Rebuttal by people backing program verification to the prior submission from 1979 arguing it was useless. They give examples to support their claim of it being practical and useful.


  2. 3

    The question is not whether these techniques are practical and useful, but whether they are cost effective (after discounting the claims that soap powder manufacturers would not get away with).

    Would you buy second hand software from a formal methods researcher?

    Does using formal methods mean anything?

    1. 1

      whether they are cost effective

      For whom? Doesn’t that depend on a budget and an assessment of the cost of failure?

      1. 1

        The vendor gets to make the cost decision, based on what the client is willing to pay.

      2. 1

        I don’t trust soap claims any more than the FDA. Plus, advertisers are among most full of shit group out there. They claim they’re about one thing but really only care about pushing product. It’s always weird to me you’re using that as the point of comparison instead of evaluations like Underwriter Laboratories in Consumer Reports or something. I’m glad most formal methods research uses techniques with more evidence of effectivenss than soap ads.

        Far as your other links, I’m already in agreement something like an unverified, C parser needs extensive validation before anything depending on it is “verified” in any way.

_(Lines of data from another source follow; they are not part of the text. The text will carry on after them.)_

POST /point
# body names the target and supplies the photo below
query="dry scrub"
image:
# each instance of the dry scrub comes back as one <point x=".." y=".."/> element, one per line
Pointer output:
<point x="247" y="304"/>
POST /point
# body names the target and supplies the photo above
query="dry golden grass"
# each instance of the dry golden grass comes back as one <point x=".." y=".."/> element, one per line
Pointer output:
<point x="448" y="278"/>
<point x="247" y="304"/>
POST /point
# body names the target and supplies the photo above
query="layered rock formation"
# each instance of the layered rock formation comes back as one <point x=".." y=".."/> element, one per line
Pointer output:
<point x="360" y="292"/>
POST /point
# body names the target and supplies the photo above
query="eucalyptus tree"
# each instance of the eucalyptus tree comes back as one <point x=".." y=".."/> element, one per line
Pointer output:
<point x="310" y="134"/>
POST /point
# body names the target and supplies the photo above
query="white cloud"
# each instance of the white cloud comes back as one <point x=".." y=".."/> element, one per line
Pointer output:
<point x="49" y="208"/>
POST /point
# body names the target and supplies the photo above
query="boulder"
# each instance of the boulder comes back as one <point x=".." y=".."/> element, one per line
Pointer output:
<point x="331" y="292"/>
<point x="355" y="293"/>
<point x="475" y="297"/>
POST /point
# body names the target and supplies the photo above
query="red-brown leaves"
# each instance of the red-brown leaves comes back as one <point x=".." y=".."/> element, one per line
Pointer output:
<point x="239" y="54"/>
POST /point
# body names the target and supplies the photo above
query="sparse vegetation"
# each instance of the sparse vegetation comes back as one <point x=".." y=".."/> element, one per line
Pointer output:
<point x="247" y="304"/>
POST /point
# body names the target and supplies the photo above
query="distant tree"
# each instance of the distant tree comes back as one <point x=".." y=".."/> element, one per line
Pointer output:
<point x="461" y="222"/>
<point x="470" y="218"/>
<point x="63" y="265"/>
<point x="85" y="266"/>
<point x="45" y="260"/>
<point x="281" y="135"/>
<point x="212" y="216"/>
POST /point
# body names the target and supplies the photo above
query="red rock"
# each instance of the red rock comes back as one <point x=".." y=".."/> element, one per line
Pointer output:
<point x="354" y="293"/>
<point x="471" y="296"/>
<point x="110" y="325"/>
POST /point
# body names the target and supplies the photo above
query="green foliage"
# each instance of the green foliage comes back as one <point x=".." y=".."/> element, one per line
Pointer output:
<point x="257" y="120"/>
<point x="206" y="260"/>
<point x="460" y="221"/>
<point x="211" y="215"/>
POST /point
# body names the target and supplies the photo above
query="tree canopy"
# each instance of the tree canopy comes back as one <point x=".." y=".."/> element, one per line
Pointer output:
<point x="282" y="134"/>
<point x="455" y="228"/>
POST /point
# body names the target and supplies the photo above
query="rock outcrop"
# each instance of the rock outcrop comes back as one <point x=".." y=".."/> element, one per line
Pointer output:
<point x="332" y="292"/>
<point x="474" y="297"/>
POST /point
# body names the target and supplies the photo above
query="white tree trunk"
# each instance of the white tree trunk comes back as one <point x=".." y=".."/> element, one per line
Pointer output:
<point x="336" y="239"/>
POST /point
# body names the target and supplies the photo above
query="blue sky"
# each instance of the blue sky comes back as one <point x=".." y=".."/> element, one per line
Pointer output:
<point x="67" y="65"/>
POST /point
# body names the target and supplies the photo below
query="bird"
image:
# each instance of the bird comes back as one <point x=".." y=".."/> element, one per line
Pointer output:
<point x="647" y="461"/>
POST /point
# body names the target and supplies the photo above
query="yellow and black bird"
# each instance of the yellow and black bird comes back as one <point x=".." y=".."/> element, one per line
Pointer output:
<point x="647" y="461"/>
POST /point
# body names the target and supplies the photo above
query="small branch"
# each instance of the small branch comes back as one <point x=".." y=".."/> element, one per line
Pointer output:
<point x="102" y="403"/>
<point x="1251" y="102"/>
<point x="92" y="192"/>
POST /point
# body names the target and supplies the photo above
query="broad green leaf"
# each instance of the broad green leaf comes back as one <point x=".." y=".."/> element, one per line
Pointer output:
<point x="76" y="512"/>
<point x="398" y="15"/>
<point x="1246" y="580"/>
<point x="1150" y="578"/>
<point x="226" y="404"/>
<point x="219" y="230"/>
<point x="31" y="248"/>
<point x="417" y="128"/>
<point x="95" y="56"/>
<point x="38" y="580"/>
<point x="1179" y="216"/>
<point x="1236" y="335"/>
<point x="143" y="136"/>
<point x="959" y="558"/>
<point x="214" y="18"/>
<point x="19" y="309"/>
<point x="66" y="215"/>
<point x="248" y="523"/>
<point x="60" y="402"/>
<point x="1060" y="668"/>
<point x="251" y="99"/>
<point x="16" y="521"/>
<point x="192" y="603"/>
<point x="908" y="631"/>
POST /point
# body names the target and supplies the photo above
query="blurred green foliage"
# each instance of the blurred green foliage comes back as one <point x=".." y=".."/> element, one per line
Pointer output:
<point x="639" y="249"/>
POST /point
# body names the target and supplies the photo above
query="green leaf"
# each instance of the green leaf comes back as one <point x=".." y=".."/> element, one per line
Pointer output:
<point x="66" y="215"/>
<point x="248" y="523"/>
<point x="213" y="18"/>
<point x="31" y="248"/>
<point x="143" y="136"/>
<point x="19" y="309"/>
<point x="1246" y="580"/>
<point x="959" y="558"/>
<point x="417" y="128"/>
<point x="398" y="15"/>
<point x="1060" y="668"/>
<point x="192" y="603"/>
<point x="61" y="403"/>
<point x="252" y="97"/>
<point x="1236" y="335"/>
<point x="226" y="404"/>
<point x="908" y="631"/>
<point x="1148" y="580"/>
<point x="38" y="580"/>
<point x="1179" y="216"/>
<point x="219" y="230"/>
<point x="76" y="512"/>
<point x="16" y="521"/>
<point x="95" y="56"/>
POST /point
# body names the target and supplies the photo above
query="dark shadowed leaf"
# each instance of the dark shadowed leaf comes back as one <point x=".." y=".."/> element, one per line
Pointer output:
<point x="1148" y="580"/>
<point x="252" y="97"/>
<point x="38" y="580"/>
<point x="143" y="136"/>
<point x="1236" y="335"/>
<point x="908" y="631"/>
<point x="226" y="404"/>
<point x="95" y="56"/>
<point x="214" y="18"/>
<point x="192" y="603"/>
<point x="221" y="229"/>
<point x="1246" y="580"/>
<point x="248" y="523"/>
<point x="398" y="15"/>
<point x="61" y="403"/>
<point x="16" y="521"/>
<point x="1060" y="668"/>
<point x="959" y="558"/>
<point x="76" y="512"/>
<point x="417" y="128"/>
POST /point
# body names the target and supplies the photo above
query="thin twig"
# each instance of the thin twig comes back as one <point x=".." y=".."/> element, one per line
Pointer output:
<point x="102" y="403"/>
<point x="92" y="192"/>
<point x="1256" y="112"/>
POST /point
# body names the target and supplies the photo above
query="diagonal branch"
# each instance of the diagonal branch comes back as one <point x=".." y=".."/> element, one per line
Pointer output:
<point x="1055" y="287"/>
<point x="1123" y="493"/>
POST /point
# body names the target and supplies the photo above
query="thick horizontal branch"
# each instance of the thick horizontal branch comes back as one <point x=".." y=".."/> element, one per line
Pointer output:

On the errors in proofs link, I noticed you’re not differentiating between two things even that 1979 critique did: human-oriented proofs that leave out key details vs proofs done in systems that machine-check each low-level step for consistency. Somewhere between most or all of the proof errors I’ve seen look like they’re in the former. The errors in the latter people have showed me were only specification errors so far despite a lot of proof terms. The LCF/machine-check approach that “most mathematicians” avoid out of tradition before making their mistakes seems like it would help them out. That means your claim, if matched against empirical data, weakens to “there could be errors in the specs while the proofs are usually robust.” And then fairness would note formal specs usually reduce errors over informal ones. And then we’re at the cost/effectiveness assessment which is a fair critique for average use case that wouldn’t tolerate the cost.

        Another problem I saw was that VDM was a major player but not really the best point of comparison for cost-effectiveness. Cleanroom, Praxis’ work, or maybe SPIN on distributed systems would be. Those three had most industrial success with these two for regular software: Cleanroom studies that showed low defects at good cost-effectiveness, sometimes no extra cost; Praxis’ Correct-by-Construction with Z and SPARK Ada with tiny, defect rates in delivered code at 50% premium. Both had companies warranting their code at specific defect rates, too. Cleanroom faded due to IBM charging for the method and I hear less of Praxis stuff after Altran bought them out. Oh well.

        Since plenty of SPARK case studies, I just got Stavely’s Cleanroom book to review that method. Most approachable one I’ve seen yet with key features that would give a lower defect rate based on results of prior methods that were similar. However, the careful, algebraic methods might fall apart on modern libraries or big, messy problems requiring basic science to handle effectively in realistic constraints. ;) I’m mainly reading it to assess it for a future study with a modern language and tooling to test effectiveness in a variety of scenarios. Especially combined with something like SPARK or Haskell.